「アメ車」売れないのは日本のせいではない、米国市場のほうが閉鎖的 米メディア指摘

 トランプ大統領が「日本の自動車市場は閉鎖的」とし、日本でアメリカ車を売るのは不可能だと批判している。日本がアメリカに輸出する自動車の数に比べ、アメリカから輸入する数が少なすぎるのは「不公平」ということらしい。安倍首相の訪米を控え、日本政府はこの件で頭を悩ませているが、実は売れない原因は日本側ではなくアメリカ側にあると複数のメディアが指摘している。

◆貿易障壁はアメリカの方?日本は関税なし
 米商務省発表の2016年のモノの貿易収支(通関ベース)によると、日本に対するアメリカの赤字は、中国に次いで2位だ。2015年にアメリカに輸出された日本車は160万台以上だが、アメリカが日本で販売した自動車は1万9000台以下だという(ブルームバーグ)。これらの数字がトランプ大統領の発言につながっているようだ。
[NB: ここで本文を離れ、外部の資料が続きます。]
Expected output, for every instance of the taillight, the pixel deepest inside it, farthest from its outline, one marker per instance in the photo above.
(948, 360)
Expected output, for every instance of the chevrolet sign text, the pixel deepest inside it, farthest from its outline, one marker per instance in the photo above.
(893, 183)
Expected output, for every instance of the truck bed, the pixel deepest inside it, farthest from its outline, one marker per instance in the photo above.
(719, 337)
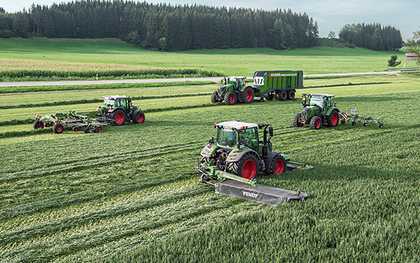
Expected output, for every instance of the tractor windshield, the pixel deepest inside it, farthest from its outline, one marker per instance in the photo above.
(226, 137)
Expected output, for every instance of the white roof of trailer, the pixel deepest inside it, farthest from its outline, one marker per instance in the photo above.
(229, 125)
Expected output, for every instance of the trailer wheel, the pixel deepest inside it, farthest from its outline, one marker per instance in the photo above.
(248, 95)
(231, 98)
(333, 119)
(58, 128)
(291, 95)
(119, 117)
(139, 117)
(297, 120)
(39, 125)
(246, 167)
(277, 166)
(215, 97)
(316, 123)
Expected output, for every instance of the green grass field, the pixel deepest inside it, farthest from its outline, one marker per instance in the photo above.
(109, 54)
(130, 193)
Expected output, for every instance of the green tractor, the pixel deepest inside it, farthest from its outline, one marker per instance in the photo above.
(239, 152)
(267, 85)
(119, 110)
(318, 110)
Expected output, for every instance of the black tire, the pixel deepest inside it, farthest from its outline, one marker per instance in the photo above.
(139, 117)
(316, 123)
(58, 128)
(275, 168)
(39, 125)
(240, 168)
(281, 95)
(247, 96)
(231, 98)
(291, 94)
(296, 120)
(215, 97)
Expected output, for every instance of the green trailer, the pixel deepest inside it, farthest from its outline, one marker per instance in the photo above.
(267, 85)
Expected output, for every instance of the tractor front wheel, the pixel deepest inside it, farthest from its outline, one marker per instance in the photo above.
(231, 98)
(334, 119)
(58, 128)
(316, 123)
(248, 95)
(118, 117)
(246, 167)
(139, 117)
(278, 165)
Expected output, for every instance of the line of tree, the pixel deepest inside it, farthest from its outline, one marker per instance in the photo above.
(163, 26)
(372, 36)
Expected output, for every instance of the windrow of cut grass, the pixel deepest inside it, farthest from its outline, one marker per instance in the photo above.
(130, 194)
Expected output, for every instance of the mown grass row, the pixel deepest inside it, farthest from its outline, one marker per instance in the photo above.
(19, 75)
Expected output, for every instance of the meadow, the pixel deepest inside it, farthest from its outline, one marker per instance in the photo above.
(131, 194)
(73, 58)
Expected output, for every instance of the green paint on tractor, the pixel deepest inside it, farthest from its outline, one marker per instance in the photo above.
(120, 110)
(318, 110)
(267, 85)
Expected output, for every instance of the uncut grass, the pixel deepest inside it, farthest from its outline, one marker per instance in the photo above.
(364, 191)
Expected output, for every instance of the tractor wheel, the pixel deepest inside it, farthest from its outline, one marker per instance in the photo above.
(334, 119)
(297, 120)
(316, 123)
(291, 95)
(281, 95)
(246, 167)
(277, 166)
(231, 98)
(39, 125)
(58, 128)
(248, 95)
(215, 97)
(139, 117)
(119, 117)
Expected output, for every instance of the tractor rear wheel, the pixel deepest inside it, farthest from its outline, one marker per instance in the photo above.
(334, 119)
(246, 167)
(58, 128)
(139, 117)
(215, 97)
(119, 117)
(248, 95)
(291, 95)
(297, 120)
(231, 98)
(277, 166)
(316, 123)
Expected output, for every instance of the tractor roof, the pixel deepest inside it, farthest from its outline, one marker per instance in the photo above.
(116, 97)
(229, 125)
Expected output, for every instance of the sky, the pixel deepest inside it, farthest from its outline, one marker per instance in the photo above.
(331, 15)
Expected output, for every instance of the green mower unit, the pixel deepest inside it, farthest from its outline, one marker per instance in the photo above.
(239, 153)
(268, 85)
(68, 121)
(318, 110)
(120, 110)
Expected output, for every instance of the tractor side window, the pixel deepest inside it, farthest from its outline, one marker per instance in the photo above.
(226, 138)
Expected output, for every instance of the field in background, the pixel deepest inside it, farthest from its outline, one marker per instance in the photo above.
(130, 192)
(108, 55)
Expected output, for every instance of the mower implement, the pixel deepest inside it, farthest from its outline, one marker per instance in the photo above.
(231, 162)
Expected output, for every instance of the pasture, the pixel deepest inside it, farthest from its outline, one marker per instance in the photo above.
(130, 193)
(103, 55)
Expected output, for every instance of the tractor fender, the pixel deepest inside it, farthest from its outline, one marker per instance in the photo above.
(236, 154)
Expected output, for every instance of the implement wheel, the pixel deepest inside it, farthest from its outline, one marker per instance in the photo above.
(246, 167)
(119, 117)
(316, 123)
(231, 98)
(248, 95)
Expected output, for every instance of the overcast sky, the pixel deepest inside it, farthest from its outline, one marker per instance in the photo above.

 多くのメディアがすでに指摘しているが、実は日本は輸入車に関税をかけていない。これに対しアメリカの輸入乗用車への関税は2.5%で、軽トラックにはなんと25%の関税が課せられている。フォーブス誌に寄稿した自動車産業の専門家、バーテル・シュミット氏によれば、軽トラックはアメリカの自動車販売の約半分を占めており、高関税率によって自国の自動車メーカーを守っているという。オンラインメディア『Jalopnik』のアジア特派員、キャット・カラハン氏は、アメリカには新車のときからアメリカで販売されていない車種は25年間輸入禁止というルール(事実上国産車を保護するためのもの)があるが、日本の場合はやろうと思えば個人でも、いつでもアメリカから車を輸入できると指摘する。貿易障壁があるのはアメリカの方と言える。

◆非関税障壁も改善。アメリカよりスムーズ?
「日本市場は閉鎖的」という意見は馬鹿げているというのが、シュミット氏にインタビューを受けた、ジャガー・ランドローバー(JLR)・ジャパンのマグナス・ハンソンCEOだ。同氏は、日本市場は決して特異なマーケットではないと断じる。
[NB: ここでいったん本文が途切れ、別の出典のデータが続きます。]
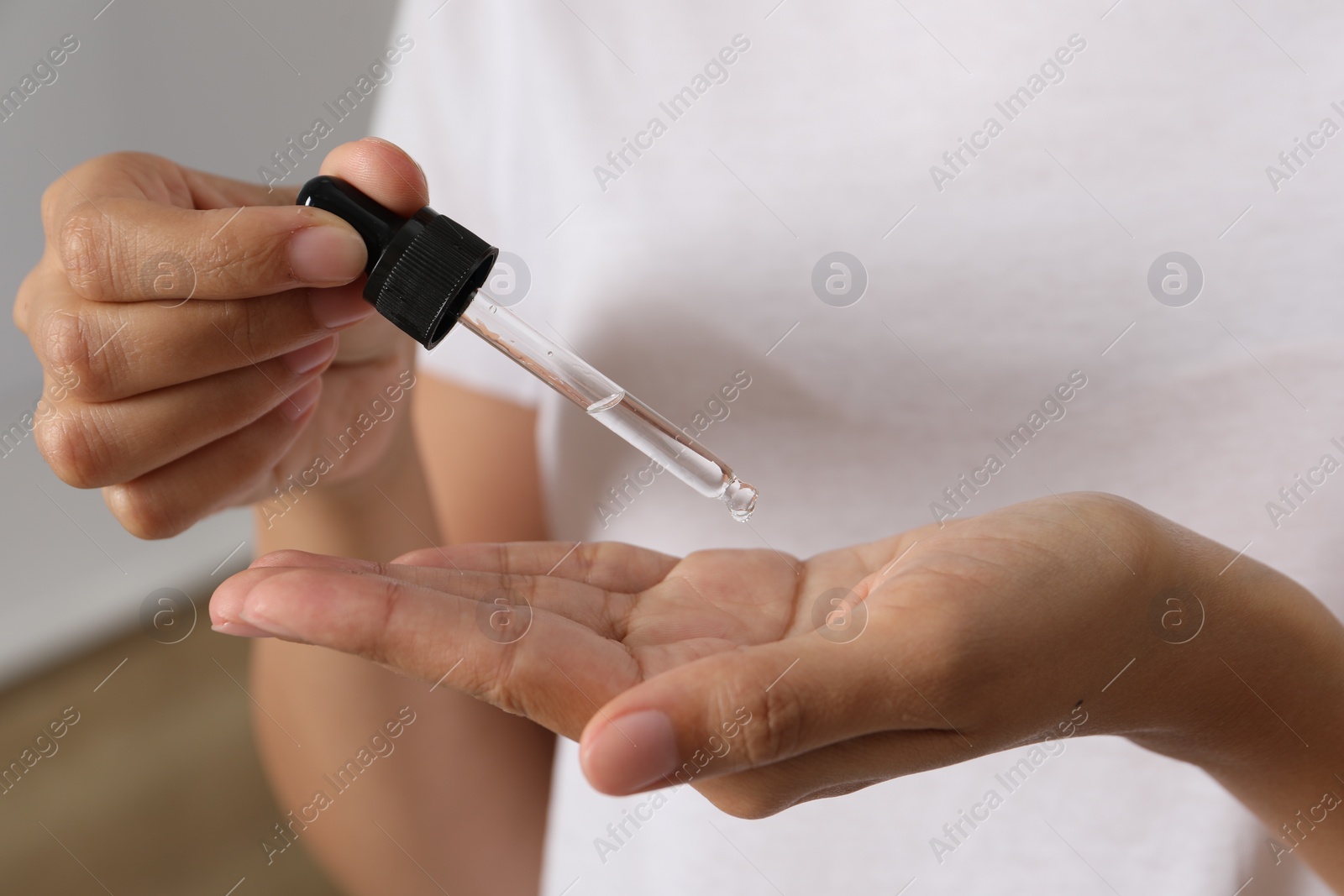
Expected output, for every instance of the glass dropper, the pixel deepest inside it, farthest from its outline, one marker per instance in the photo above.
(608, 403)
(425, 275)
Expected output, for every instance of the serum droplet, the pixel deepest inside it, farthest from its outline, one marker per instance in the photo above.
(741, 500)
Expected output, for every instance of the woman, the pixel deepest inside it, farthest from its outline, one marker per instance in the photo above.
(1010, 325)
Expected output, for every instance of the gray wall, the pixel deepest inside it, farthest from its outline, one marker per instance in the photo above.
(218, 86)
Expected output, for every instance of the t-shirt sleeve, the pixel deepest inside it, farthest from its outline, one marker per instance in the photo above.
(425, 109)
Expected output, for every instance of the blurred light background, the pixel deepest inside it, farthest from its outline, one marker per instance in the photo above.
(155, 789)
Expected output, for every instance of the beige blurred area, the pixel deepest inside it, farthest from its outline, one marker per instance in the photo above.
(156, 789)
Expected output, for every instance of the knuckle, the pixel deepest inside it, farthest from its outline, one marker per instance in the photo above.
(776, 728)
(246, 324)
(87, 251)
(143, 512)
(73, 449)
(65, 342)
(235, 264)
(746, 802)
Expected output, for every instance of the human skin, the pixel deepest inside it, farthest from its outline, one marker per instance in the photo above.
(183, 407)
(981, 636)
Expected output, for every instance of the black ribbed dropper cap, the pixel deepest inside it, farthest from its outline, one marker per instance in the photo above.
(423, 270)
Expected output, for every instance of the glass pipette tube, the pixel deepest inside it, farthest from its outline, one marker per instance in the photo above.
(609, 405)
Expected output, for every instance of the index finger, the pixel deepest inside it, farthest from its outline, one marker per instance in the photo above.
(138, 241)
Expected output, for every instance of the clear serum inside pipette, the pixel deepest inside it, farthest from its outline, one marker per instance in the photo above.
(425, 273)
(609, 405)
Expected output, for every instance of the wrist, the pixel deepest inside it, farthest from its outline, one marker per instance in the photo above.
(1250, 691)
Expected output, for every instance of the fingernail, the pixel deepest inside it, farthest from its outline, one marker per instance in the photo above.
(327, 255)
(266, 626)
(338, 308)
(631, 752)
(241, 631)
(297, 403)
(311, 356)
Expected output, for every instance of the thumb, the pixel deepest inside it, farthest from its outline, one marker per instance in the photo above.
(738, 710)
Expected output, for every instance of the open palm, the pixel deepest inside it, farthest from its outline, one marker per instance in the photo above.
(853, 667)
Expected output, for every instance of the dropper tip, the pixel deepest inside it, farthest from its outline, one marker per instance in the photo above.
(741, 499)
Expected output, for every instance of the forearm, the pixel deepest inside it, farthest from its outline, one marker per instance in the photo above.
(1263, 685)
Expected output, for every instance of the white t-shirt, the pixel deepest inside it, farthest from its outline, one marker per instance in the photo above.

 日本の輸入手続きは煩雑だという意見もあるが、ハンソン氏は、現在はEU基準に近くなり、以前と比べずっとスムーズになったと述べる。日本の公道仕様にするための費用が別途かかるという指摘に対しても、若干の管理コストやパーツの変更はあるが、それは各国共通で日本だけの問題ではないとした。また、自動車の認証制度に関しても、衝突実験や排ガス基準など独自の基準を多く持つアメリカに比べれば、日本のシステムのほうが、明らかにスムーズだとしている。

◆アメ車の性能向上も、日本人の認識は変わらず
 ではなぜアメリカ車が日本で売れないのか。カラハン氏は、実際にはアメリカ車の性能は格段に向上しているが、いまだに日本では昔のイメージのままで、これが日本で売れない最大の理由だと指摘する。また、日本では総排気量と年数で自動車税が計算されるため、どうせ同じ額の税金を払うのなら、故障が少なく中古でも高く売れる日本車にしておこうという消費者心理が働くと説明している。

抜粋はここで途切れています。